Narue's little guide was a good starting point for me for Assembly, and it definitely helped a lot with getting the basics down.
P.S. once you download NASM and install MinGW, an easy way to make the commands 'gcc' and 'nasm' function in the DOS cmd prompt as sort of global commands, you can add the folders containing 'nasm.exe' and 'gcc.exe' into your Windows PATH variable.
Well the best book as far as i have know is Assembly language step by step - jeff duntemann
he teaches you from the scratch.
well after reading the whole book if u still want to develop more insight into it , then i guess u can go in for Mastering Turbo Assembler by - Tom Swan
>It's really freaking complicated
Well, duh! ;) It's not as complicated as some people (who haven't learned it and base their opinions on anecdotes) would have you believe, but programming is hard, and assembly is programming without any sugar coating.
>so do any of you know of any good tutorials on assembly?
Good is subjective. I wrote one that I thought was a good starting point (as mentioned already), but your first approach is the one I would recommend: search google and read everything you can get your hands on. Then try out a bunch of different assemblers. NASM and FASM are good traditionalist assemblers. HLA and RosAsm are more unique and better suited to getting your feet wet without having to figure out a lot of the prerequisites for something more traditional.
And above all, ask about anything and everything you don't understand.

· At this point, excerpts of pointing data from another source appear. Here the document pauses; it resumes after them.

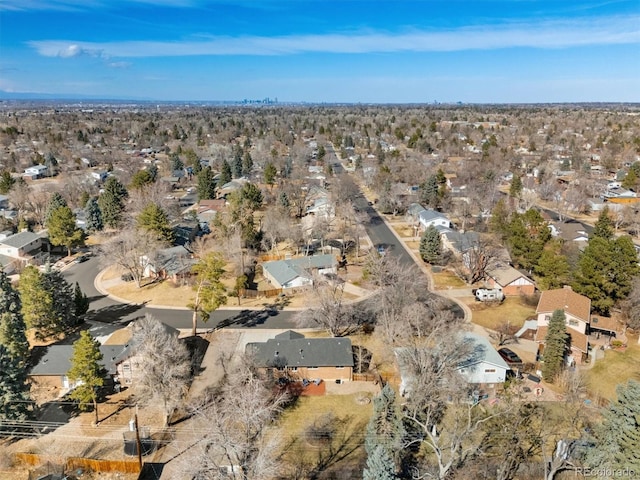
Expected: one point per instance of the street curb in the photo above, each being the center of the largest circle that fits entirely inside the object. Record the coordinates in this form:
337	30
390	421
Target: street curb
465	308
98	284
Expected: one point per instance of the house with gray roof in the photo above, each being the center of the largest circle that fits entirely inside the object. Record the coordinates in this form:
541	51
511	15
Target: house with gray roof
510	280
328	359
298	272
481	363
52	369
21	244
427	217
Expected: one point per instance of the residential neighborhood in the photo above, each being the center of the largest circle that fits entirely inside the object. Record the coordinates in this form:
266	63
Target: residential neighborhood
266	286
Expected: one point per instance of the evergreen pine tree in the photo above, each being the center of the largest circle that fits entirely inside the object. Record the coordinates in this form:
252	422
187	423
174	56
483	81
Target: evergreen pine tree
270	172
515	188
429	192
12	326
56	201
431	245
247	164
555	346
14	389
380	465
225	173
617	445
236	166
206	186
63	230
86	371
111	202
385	430
283	200
80	301
603	227
93	216
155	220
47	302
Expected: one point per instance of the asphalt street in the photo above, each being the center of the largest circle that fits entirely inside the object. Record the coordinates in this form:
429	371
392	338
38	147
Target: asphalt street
108	310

 Unless you want to encode instructions directly with a hex editor...
>what did you mean by " Unless you want to encode
>instructions directly with a hex editor... ", Narue?
Assembly is just another programming language, and programming languages are symbolic representations for something far less convenient. If you understand the executable file format and the binary representation of your program's instructions, you can program in the machine code itself using a hex editor (because it's a real pain in Notepad ;)).
 For future reference, when trying to understand the mapping of x86 instructions, it's helpful to think of them in octal.